The desire to survive,

to grow,

change and adapt.

This habit i have kept and i am alive,

and seeking to discover

still what i can do to assist

myself and others

to continue forward

on this endless mission

grand in scale

yet perhaps never finished.

What would the me i intend to become do next?

Evaluate my progress,

what is working,

what is not

in relation to what i truly want.

All i want is to be here.

Which is happening, clearly.

This world i have labeled in orderly stance

is simply an effort to understand

who i am in association to everything

and to everyone am i

subjective?

As everything is to be,

if i can change the way i look at all things

what is it i would like to see,

could i be ignorant possibly

lying about reality.

Or why doesnt it seem we can all agree

on what is what

and why

if what is true can be disproven

then what is known is only

just a point of view

this is what i never knew

because i tried so hard to prove

i was able, worthy, important

valuble, hopeful

here for a reason

not just an accident

although i have not much evidence

except the ideas my brain says

may be accurate

but who knows for certain

until we can see behind the curtain

and even then

what is realley true

through all our tests

that are rigged, or honest blind faith

what is the purpose and point of this place

what a gift so precious, priceless and yet

something we dont appreciate

enough for the thought that

we only live once

all theory aside

that last moment is lost

never to be seen again

febeuary 23, 8:16, Friday, 2017

was a once in eternity

existance now gone

forever and

what could have been the best use of its life

other than to do something we like,

something we love more than anything else,

all we have that is known to man,

the moment we live in again and again

to love it as much as we can manage to imagine

this minute

this still frame

dont waste

it ashamed

give it a funeral

and all that youve got,

cause when one minute is your last

you may finally realize youll miss them all alot.
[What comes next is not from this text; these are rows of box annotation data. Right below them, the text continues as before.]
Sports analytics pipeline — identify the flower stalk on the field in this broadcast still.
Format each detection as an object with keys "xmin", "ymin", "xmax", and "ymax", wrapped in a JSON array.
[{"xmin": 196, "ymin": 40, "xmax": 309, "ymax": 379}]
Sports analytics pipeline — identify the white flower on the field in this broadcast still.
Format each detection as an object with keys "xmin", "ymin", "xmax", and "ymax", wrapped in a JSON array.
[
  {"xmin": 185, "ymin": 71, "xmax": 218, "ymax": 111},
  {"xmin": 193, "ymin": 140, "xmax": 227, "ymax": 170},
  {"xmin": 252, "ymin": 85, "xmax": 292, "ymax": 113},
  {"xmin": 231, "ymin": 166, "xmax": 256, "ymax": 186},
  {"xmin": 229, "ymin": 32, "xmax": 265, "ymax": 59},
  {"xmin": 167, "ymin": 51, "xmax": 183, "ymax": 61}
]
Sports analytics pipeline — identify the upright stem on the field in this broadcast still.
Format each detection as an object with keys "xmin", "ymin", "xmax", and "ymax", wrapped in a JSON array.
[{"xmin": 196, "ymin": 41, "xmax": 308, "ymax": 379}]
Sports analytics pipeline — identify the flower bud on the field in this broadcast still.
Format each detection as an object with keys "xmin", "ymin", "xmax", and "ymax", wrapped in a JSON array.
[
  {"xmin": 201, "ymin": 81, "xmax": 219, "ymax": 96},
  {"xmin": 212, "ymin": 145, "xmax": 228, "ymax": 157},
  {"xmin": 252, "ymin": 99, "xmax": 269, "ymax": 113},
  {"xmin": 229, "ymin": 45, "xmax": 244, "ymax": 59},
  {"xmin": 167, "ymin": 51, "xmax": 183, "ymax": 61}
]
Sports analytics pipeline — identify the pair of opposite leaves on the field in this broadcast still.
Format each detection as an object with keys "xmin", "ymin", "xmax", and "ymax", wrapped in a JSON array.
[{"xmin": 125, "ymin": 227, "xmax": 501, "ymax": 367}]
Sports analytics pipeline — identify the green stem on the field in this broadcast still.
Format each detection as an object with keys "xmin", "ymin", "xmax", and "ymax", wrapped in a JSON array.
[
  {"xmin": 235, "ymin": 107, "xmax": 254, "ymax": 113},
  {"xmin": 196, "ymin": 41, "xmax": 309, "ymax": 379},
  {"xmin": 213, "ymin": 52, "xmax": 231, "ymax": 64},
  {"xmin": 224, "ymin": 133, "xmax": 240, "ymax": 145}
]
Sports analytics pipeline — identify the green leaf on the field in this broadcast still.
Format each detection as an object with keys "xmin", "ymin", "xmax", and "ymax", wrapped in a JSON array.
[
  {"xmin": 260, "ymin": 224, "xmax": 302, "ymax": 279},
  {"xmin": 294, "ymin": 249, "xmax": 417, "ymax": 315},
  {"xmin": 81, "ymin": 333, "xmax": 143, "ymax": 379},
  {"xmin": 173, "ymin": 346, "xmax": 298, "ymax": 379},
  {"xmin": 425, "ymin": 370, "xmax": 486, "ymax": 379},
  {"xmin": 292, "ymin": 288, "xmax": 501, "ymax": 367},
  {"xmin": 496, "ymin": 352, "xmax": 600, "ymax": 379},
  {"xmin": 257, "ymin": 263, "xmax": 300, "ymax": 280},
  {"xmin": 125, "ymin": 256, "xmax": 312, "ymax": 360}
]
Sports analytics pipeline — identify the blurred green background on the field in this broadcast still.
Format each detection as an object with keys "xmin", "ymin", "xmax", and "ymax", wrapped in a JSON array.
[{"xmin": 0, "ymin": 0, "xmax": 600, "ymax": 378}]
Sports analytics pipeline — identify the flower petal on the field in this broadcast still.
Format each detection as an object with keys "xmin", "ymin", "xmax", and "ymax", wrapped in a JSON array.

So believe in them as oppurtunity to see

the wishes that have been granted,

not taken for granted,

follow your compass

listen to the pull

of life within the moment

wanting to live

now

before

it is too late

that chance is

worth remembering

to accept, to take, forget the rest

make this second

the best one yet.

Work doesnt matter,

whats important is play,

wont take anything with us

but memories anyways

and maybe not even that

it may all get destroyed in the end

what matters is friends.

so why wouldnt you choose

to live for today, enjoy what youve got

not a moment dont lose,

its not worth sweating harder than your laughter

theres no reason to worry

what could you choose,

to do that would make the fast fragile second

worthwhile,

it takes a second to wave and

a second to smile.

A second to hug

although if its span went on forever

that would be the an excellent choice

to be happy together.

Id hug you forever.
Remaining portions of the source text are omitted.